Один сезон, и Кадмина теряет голос. Увлечение несвойственным ей сопрано делает своё чёрное дело. Голосовые связки не выдерживают нагрузки. Сумасшедшая Евлалия переходит из оперного в драматический театр.
Дебютная Офелия в «Гамлете». Восторг критиков. Двадцать ролей за один год. Успех. Любовь публики. Студенты носят любимицу на руках: из театра в гостиницу. Офицеры дежурят у дверей, наперебой стремясь поцеловать ручку примадонне. Есть среди них некий поручик...
Страсть.
Роман, будто спичка на ветру, вспыхивает и гаснет. Удовлетворив тщеславие, поручик обменивается кольцами с другой женщиной. У соперницы нет артистического таланта, зато есть богатое приданое.
Ноябрь восемьдесят первого.
Холод, слякоть, свинцовые небеса.
«Южный край» за 2-е ноября: «Вскоре предположен бенефис г-жи Кадминой. Талантливая бенефициантка ставит пьесу Островского «Василиса Мелентьевна», которая в течение восьми лет не давалась на провинциальных сценах. Испросив разрешение на постановку этой драмы, г-жа Кадмина, как нам сообщают, озаботилась тщательной ея постановкой, потребовавшей значительных затрат...»
«Южный край» за 4-е ноября: «Бенефис Е. П. Кадминой привлёк многочисленную публику, которая сверху донизу наполнила театр; свободными оставалось несколько кресел. Бенефициантка, как и следовало ожидать, вызвала шумныя овации, выразившыяся в массе подношений, громе рукоплесканий и многочисленных вызовах...»
«Южный край» за 11-е ноября: «...понесла невознаградимую утрату: вчера, в 7 час. 15 м. вечера преждевременно скончалась в полном расцвете дарования артистка Императорских театров Евлалия Павловна Кадмина. Живейшими симпатиями публики артистка пользовалась при жизни, живейшая скорбь провожает её в преждевременную могилу...»
Изменщик-поручик явился на спектакль с невестой. В антракте после первого акта сумасшедшая Евлалия, доведённая до отчаяния знаками внимания, которые мерзавец оказывал сопернице, заперлась в уборной. Коробок фосфорных спичек. Отломанные головки в стакане воды.
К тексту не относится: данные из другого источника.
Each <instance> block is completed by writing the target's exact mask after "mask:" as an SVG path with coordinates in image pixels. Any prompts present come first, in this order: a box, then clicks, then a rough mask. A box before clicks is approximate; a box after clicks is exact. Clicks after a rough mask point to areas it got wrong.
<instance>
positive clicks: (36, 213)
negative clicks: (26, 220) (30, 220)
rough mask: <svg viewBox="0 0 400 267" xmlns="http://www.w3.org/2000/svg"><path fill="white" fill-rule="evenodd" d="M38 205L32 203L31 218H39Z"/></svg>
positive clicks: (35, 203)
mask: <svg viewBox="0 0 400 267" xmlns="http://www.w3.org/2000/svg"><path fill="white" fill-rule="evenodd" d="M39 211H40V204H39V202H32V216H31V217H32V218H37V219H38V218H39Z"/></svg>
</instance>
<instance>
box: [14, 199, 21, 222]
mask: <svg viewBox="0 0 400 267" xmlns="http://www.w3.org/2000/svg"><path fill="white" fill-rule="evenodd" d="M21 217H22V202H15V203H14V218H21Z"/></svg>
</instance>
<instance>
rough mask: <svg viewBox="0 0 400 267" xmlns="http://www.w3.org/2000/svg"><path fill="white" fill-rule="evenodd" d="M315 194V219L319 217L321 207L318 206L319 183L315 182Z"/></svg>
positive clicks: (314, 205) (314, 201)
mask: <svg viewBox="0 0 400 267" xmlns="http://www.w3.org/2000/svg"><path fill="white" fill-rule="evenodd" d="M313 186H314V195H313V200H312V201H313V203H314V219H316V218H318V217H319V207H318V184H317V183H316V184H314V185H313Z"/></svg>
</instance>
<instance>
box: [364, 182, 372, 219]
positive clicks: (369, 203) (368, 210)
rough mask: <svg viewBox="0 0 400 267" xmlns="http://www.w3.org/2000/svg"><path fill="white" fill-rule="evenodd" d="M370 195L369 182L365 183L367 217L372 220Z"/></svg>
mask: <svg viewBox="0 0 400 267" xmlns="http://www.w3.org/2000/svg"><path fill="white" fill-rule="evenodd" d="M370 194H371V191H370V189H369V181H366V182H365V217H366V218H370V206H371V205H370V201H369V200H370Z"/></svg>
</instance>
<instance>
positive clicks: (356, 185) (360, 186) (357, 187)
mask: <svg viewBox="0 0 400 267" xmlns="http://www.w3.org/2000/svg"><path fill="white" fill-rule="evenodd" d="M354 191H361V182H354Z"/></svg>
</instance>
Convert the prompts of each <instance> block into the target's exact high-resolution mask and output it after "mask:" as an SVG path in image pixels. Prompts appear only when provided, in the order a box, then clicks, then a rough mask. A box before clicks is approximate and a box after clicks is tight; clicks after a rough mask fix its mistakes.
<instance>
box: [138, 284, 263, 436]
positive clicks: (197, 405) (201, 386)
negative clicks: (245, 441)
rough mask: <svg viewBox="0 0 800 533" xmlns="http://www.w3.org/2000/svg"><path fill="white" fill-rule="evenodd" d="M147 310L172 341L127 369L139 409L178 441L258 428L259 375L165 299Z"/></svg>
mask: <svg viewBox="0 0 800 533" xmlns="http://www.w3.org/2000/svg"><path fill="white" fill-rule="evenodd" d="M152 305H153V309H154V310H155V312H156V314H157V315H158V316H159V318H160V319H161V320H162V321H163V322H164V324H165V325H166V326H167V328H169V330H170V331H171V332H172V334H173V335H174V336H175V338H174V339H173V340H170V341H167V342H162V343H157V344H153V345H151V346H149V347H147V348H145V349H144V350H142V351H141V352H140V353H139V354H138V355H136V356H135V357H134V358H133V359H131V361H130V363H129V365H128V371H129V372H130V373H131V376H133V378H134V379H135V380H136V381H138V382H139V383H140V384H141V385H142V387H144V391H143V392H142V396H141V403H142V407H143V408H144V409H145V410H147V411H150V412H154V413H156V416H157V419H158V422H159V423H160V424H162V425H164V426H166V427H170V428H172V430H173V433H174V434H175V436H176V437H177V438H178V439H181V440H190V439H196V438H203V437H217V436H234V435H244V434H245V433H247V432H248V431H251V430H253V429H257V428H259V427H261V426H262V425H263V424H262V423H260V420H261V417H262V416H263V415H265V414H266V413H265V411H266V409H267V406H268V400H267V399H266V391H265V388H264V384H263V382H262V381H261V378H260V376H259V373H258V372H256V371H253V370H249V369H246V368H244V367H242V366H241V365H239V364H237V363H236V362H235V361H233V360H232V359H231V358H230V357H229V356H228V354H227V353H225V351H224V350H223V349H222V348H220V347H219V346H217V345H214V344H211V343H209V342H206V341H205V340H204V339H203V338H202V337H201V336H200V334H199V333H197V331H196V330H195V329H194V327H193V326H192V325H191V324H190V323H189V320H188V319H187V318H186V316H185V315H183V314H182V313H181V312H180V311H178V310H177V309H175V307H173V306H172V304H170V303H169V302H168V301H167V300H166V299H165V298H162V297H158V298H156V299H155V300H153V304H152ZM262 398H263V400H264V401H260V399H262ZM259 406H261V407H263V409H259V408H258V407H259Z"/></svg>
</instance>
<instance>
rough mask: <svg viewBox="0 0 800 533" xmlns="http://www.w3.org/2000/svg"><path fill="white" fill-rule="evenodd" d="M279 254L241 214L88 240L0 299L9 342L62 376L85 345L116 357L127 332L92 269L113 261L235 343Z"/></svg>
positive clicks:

Выпить залпом.
Уйти играть второй акт.
В середине акта Кадмина потеряла сознание.
Шесть дней врачи боролись за жизнь актрисы. Шесть дней фосфор разъедал ей внутренности. На седьмой день Евлалия Кадмина скончалась.
Два месяца назад сумасшедшей Евлалии исполнилось двадцать восемь лет.
* * *
– Подать ещё чаю?
– Да, с фосфором.
– Что-с?
– Ничего, оговорился. Принесите чаю с сахаром.
– Сию минуту!
Алексеев смотрел в стену. Он нарочно выбрал такой столик в ресторане «Гранд-Отеля», где можно было уставиться в стену, притворившись букой, и думать о своём, не отвлекаясь на яркие типажи посетителей.